Author: David I. Templeton, CFA, Principal and Portfolio Manager
Last week the Fed released minutes from its most recent meeting and the minutes gave an indication the Fed was near pausing and/or slowing the pace of interest rate increases. The exact phrasing in the minutes that gained the attention of the market is as follows:
"A substantial majority of participants judged that a slowing in the pace of increase would likely soon be appropriate [emphasis added.] A slower pace in these circumstances would better allow the Committee to assess progress toward its goals of maximum employment and price stability. The uncertain lags and magnitudes associated with the effects of monetary policy actions on economic activity and inflation were among the reasons cited regarding why such an assessment was important."
The equity market viewed this news favorably and the S&P 500 Index was nearly flat on Wednesday before the release of the minutes but jumped higher by about 40 basis points upon the release and ended higher by 60 basis points for the day. For the week the S&P 500 Index was up 1.53% and is up 12.2% since the end of the third quarter.
Jerome Powell, the Fed's Chairman, has a speaking engagement at a Brookings Institution event on Wednesday. This speaking engagement will include a Q & A segment and more insight into a potential Fed pivot may come from this speaking engagement. A Fed pivot would be reasonable if inflation pressures are subsiding. There have been a number of reports over the course of the last several weeks suggesting inflation pressures are in fact waning. Albeit a small decline in the annual CPI rate, the U.S. inflation rate in the U.S has turned lower as seen below and Fed rate increases act with a lag.

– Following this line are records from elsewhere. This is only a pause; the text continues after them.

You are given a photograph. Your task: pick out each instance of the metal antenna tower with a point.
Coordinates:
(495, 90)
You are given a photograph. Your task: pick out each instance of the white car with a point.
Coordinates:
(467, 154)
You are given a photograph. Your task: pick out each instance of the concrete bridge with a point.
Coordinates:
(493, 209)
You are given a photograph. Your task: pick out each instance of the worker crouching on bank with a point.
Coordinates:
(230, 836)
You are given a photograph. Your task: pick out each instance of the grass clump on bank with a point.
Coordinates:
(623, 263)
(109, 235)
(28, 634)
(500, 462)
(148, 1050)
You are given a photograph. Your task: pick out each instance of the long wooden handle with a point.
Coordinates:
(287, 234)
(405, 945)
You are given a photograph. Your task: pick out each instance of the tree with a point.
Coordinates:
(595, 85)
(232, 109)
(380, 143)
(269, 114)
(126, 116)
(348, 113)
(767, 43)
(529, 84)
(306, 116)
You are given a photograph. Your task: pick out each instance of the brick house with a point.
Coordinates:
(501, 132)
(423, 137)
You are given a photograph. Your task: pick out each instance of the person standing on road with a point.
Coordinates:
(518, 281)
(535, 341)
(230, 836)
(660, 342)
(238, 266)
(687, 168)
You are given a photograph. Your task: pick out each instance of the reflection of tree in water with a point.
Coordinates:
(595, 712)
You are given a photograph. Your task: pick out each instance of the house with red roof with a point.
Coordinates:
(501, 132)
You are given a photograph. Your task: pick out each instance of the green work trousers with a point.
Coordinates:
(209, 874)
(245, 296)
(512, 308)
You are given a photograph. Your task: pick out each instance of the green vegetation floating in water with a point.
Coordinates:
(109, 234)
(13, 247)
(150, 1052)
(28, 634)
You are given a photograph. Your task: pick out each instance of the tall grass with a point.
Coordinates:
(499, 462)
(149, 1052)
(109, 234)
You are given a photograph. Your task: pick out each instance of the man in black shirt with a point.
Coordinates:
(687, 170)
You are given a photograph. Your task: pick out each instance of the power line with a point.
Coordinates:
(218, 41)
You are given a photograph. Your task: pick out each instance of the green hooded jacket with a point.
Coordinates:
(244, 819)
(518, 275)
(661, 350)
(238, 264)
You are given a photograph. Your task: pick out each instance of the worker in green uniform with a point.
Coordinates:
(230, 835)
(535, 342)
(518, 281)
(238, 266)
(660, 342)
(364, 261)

The importance of a Fed pivot is the fact a change in the Fed's pace of future interest rate increases might have a positive influence on stock prices. As the current inflation level is similar to that of the late 1970's and early 1980's, Fundstrat published a chart showing the S&P 500's price reaction to the Federal Reserve's pivot under the Volcker led Federal Reserve at that time. As the below chart shows, the equity market bottomed before Volcker's rate pivot and erased a year and a half decline in four months. The market then went on to reach new highs subsequent to the pivot.
As a reader of one of our recent twitter posts noted, this potential Fed pivot and the market's reaction is simply bullish evidence as to what could happen. With the market, decisions are based on probabilities, not certainties. In other words, a Fed pivot does not mean the equity market will advance higher as it did under the Volcker pivot, but it is a worthwhile variable for investors to take into consideration in their investment decisions.